La obra de Silvia Rivas apela a nuestras sensaciones. Se diría que pretende “tocarlas”. ¿Qué hay en una sensación? Un despertar, un meneo inestable, una torsión orgánica. “Mira, no veas, no ves”, así se titulaba un trabajo anterior de la artista. Que haya llegado a existir en el mundo algo que llamamos “sentido de la vista” es un acontecimiento biológico muy extraño. Estamos tan habituados, tan engarzados a ese tajo dual del rostro que no solemos meditar en que existen muchas formas de vida carentes de visión
nítida y dotados de otro sentido del mirar. Así, el murciélago; así, el topo; así, los anélidos. Experimentamos una tautología que Silvia Rivas quiere desafiar, al menos conmover, con obras que parecen emanar de un caballete líquido y, además, sonoro. Un dejo de pincelada fluida en su obra nos advierte que la sustancia onírica, pero también la del tiempo, adquiere la forma de una lava primordial, en cuyos remolinos la esencia inasible de las imágenes se da cita y forma.
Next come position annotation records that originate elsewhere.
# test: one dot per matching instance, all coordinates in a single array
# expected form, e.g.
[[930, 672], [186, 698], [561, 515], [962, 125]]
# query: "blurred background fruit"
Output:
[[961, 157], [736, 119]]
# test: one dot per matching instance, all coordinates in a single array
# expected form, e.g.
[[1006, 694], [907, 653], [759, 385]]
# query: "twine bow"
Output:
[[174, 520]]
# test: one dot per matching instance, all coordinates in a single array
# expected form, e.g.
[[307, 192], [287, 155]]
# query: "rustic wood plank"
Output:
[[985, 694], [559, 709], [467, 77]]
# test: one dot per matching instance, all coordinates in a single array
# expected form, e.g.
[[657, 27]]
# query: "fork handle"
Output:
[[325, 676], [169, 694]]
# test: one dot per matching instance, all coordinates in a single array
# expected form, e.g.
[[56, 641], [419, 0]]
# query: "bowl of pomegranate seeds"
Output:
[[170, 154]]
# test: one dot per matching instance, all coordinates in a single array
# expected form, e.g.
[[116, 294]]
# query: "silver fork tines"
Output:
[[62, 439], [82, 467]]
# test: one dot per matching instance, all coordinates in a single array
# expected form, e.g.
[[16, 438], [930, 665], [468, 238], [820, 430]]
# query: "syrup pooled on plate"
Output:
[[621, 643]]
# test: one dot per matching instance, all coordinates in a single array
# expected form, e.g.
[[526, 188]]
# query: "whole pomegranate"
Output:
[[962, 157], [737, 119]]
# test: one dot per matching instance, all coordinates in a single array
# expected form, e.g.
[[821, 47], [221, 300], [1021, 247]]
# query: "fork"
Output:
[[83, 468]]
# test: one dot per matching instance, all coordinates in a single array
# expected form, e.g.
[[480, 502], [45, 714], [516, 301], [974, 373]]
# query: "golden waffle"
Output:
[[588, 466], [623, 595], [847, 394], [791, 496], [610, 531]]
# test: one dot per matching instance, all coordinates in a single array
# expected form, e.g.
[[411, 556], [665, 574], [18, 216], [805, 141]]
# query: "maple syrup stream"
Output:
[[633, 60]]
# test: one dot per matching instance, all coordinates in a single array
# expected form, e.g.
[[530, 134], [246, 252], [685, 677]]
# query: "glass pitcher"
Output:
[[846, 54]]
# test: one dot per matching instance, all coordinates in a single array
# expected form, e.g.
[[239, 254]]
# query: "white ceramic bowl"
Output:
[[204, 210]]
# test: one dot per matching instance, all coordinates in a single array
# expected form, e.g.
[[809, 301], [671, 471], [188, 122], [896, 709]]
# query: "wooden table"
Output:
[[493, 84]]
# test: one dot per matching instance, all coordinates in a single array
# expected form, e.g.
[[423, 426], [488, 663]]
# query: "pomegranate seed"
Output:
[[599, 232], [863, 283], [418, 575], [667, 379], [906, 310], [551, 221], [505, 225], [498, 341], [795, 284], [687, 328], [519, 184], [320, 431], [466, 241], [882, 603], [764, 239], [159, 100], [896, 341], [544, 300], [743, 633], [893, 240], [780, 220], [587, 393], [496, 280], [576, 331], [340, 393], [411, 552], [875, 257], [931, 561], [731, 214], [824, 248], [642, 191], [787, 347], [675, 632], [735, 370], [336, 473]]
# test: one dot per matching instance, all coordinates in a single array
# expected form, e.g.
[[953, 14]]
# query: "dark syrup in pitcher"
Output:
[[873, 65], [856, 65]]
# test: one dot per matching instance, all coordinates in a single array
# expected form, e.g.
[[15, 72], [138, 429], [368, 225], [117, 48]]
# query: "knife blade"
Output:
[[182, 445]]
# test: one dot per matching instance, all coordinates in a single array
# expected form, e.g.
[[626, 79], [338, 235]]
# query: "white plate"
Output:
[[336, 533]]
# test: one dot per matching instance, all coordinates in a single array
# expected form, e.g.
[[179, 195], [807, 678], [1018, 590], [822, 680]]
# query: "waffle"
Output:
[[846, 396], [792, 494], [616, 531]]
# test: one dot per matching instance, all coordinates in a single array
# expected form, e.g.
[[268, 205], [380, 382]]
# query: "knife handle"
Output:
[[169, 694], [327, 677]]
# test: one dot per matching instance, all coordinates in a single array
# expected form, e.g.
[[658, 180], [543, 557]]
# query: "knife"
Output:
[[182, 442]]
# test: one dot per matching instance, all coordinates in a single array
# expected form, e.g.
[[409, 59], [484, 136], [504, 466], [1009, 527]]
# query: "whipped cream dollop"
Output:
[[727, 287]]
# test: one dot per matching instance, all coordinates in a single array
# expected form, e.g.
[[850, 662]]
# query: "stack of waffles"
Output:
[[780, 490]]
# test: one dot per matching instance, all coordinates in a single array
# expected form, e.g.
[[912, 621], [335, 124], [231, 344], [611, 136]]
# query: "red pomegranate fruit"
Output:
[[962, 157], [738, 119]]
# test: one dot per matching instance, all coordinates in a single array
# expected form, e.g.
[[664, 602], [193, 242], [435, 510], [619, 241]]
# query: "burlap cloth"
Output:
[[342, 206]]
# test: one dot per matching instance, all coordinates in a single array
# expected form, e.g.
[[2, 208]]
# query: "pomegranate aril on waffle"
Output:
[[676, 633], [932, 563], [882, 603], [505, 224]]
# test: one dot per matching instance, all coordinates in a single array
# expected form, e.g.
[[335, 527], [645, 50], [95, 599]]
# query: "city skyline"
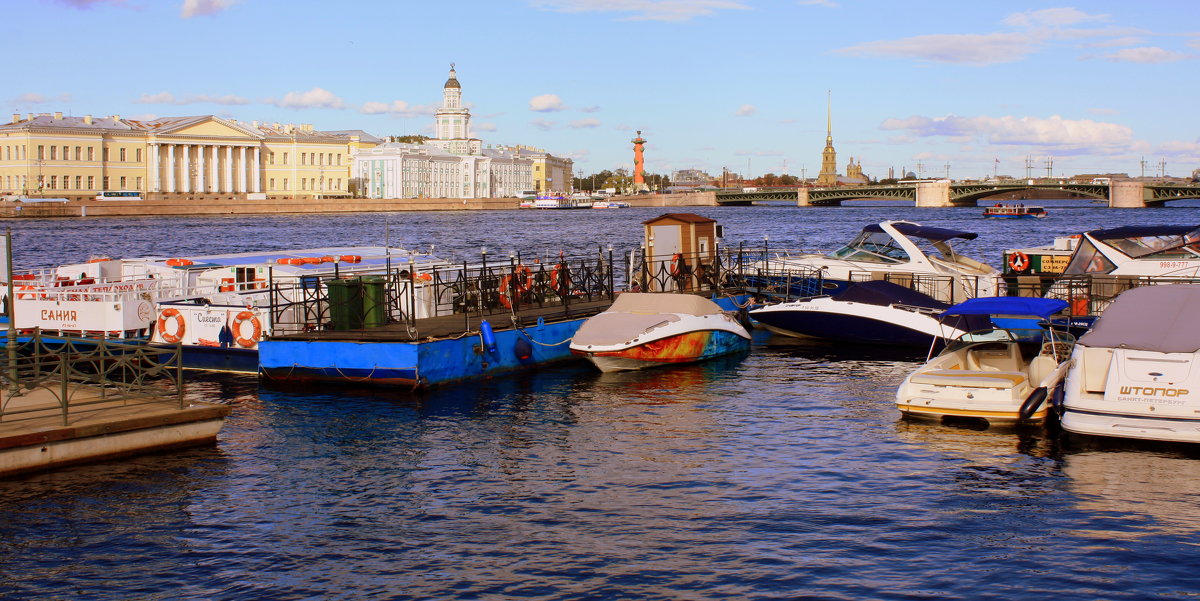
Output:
[[711, 83]]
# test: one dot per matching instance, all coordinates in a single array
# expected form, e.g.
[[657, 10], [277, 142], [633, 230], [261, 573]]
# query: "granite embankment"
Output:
[[238, 204]]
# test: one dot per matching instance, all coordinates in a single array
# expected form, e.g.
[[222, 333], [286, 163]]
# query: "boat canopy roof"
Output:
[[925, 232], [1157, 318], [883, 294], [1008, 306]]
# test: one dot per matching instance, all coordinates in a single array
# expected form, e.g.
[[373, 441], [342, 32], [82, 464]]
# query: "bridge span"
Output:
[[1120, 194]]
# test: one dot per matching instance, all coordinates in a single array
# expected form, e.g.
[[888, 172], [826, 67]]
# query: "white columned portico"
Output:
[[228, 186], [199, 169], [171, 168], [258, 169], [156, 176], [241, 168]]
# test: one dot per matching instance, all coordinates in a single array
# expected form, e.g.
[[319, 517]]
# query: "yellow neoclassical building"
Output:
[[51, 155]]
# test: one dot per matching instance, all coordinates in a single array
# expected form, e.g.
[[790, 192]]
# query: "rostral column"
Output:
[[639, 162]]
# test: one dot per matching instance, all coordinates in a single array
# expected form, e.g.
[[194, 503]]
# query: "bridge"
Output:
[[1122, 193]]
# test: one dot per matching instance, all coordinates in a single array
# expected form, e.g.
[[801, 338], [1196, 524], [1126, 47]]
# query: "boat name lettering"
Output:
[[1150, 391], [58, 314]]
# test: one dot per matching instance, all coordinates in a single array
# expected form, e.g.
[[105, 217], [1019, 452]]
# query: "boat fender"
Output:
[[522, 349], [1032, 402], [487, 336]]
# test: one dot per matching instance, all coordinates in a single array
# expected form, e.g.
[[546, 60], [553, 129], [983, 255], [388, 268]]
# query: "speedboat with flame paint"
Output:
[[1137, 373], [645, 330], [1002, 374]]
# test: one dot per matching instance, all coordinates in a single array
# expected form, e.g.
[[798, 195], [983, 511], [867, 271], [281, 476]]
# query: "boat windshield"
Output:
[[871, 247], [1033, 337]]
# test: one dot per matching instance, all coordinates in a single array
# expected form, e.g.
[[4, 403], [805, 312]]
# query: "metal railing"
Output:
[[82, 373]]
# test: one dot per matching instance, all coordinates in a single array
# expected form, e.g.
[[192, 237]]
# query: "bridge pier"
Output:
[[1127, 194], [802, 197], [934, 193]]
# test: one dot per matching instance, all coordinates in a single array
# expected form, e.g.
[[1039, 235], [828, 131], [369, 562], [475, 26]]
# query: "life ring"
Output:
[[561, 278], [246, 316], [677, 265], [1019, 262], [172, 313]]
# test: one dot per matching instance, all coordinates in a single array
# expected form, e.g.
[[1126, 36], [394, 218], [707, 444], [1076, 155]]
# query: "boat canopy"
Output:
[[925, 232], [883, 294], [1156, 318], [1008, 306]]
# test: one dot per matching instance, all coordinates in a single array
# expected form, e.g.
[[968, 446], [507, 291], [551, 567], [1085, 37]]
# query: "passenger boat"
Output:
[[1000, 374], [903, 252], [652, 329], [1137, 374], [865, 312], [1014, 211]]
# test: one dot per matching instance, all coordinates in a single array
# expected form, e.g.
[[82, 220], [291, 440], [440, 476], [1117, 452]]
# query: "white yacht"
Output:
[[903, 252], [1137, 373]]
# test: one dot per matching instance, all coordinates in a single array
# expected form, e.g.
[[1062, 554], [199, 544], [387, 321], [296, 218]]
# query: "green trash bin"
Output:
[[375, 301], [345, 304]]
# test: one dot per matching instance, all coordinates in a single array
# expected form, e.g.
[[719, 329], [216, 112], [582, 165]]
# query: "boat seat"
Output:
[[965, 378]]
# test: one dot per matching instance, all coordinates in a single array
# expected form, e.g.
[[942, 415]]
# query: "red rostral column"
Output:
[[639, 162]]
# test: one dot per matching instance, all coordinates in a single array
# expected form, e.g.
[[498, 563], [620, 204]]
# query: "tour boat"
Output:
[[1137, 374], [1000, 374], [867, 312], [646, 329], [898, 251], [1014, 211]]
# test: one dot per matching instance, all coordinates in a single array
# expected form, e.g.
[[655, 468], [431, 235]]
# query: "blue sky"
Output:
[[739, 84]]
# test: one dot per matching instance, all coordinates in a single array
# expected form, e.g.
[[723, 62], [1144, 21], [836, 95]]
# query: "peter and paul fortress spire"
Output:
[[828, 175]]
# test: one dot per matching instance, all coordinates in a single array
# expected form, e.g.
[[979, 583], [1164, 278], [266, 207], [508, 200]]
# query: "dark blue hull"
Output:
[[837, 326]]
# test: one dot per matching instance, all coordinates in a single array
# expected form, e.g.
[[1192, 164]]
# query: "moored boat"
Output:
[[652, 329], [1137, 374], [1000, 374]]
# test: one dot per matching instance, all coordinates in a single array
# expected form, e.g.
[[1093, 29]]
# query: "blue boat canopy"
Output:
[[925, 232], [1008, 306], [886, 293]]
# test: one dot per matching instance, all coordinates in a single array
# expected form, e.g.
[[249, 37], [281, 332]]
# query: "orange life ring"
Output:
[[1019, 260], [561, 278], [172, 313], [246, 342], [677, 265]]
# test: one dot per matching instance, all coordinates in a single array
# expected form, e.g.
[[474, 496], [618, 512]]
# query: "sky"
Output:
[[959, 89]]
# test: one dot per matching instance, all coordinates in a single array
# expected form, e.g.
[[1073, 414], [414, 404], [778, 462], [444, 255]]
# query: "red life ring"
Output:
[[1019, 260], [247, 342], [180, 325]]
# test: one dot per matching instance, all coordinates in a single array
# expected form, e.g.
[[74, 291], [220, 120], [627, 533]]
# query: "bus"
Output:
[[118, 194]]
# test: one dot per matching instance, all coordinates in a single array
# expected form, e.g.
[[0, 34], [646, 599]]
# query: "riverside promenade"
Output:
[[239, 204]]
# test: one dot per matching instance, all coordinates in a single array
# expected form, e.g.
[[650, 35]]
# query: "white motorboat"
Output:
[[921, 257], [875, 312], [1001, 374], [646, 329], [1137, 374]]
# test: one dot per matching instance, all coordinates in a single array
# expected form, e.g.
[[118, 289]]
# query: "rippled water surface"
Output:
[[780, 474]]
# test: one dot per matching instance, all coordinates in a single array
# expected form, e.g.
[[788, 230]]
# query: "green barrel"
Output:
[[346, 302], [375, 301]]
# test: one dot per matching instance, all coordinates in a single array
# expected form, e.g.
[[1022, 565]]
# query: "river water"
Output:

Cuando el video deviene una paleta mutante, el globo ocular se transforma en una bobina de sueños, tan hipnóticos como reveladores. Y sin embargo, son umbrales iniciáticos. Entonces, nada más que “pequeños acontecimientos”, y nada menos que el relevamiento de una guerra nocturna. Rara vez la mirada se detiene en la pátina callejera amontonada por la incesante actividad humana, un lacre lunar que suele desaparecer por la mañana, eliminado por porteros y propietarios, pero que en muchas barriadas permanece como una costra imposible de erradicar. Silvia Rivas analiza, detallada y microscópicamente, el residuo, ese excremento socialmente aceptable aún, expelido por el gran manicomio urbano, tal cual una metástasis de la que todos pretenden desconcernirse, al igual que sucede con los rostros que encontramos en la calle, que son tantos, y tan inasibles y proteicos, que pueden ser sumidos fácilmente en la indiferencia, hasta que Silvia Rivas nos llama a enfrentarlos, a ellos, como apariciones, como revelaciones, como camafeos de lo diferente.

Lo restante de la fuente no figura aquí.